The launch sparked fear among the main parties – and put new urgency into talks with Labour counterparts that many thought would be suspended during Parliament’s Easter recess.
Mrs May wants to scrap the EU election here but can only do that if she gets her Withdrawal Agreement through the Commons – with Labour’s help.
A Downing Street source said: “These talks have been constructive and serious and both sides want to see further progress over the Easter recess.
“If we can keep up the pace of negotiations, we can get a deal over the line and avoid having European elections.”
The negotiating teams have split into working groups.
Greg Clark and Rebecca Long-Bailey will look at services and consumer and workers’ rights. Michael Gove and Sue Hayman will work on environmental protection.
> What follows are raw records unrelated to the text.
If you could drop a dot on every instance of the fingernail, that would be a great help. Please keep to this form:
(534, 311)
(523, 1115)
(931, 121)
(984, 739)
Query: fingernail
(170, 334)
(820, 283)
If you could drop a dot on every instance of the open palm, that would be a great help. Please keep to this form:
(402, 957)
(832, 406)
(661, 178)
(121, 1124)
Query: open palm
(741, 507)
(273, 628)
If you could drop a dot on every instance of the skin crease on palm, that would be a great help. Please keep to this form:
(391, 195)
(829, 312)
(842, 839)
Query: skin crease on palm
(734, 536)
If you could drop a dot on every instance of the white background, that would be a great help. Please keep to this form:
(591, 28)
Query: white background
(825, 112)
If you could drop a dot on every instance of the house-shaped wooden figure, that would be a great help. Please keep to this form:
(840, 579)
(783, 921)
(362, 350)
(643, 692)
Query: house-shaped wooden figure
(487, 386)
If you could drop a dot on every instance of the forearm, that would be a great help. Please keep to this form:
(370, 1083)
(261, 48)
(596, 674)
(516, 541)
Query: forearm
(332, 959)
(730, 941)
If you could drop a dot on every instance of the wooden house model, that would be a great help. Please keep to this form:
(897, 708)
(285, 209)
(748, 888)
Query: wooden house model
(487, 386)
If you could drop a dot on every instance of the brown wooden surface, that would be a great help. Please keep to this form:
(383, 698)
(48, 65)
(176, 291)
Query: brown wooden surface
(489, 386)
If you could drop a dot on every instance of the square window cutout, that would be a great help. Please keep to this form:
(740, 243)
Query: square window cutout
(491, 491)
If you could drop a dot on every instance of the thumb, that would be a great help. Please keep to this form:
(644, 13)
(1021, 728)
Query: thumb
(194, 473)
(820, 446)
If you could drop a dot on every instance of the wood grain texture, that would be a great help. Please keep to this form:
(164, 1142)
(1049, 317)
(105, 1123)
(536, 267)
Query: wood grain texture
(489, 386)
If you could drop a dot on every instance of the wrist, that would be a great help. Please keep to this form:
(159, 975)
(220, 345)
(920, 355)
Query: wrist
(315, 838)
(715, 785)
And Steve Barclay and Keir Starmer will discuss security.
But Labour sources insist little progress can be made without movement from the PM.
One said: “We need her to make serious commitment to moving her red lines. Until then it’s impossible to see these talks going anywhere.”
Mr Farage told the Sunday Mirror yesterday: “If Mrs May agrees to a customs union the damage to the Conservative Party would be terminal.”
The talks come amid claims Brexit has cost billions since the referendum.
The People’s Vote campaign says the economy shrunk by £40billion to £51billion a year compared to where it would be if Britain voted to stay in 2016.
Economists at the Centre for European Reform say the £360million a week black hole – more than the £350million Brexit boost bus claim – hit tax revenue, deepening and extending austerity.
Labour MP Wes Streeting said: “Brexit hasn’t yet happened and is already leaving us worse off, starving schools and hospitals of money and letting businesses slip further behind competitors.”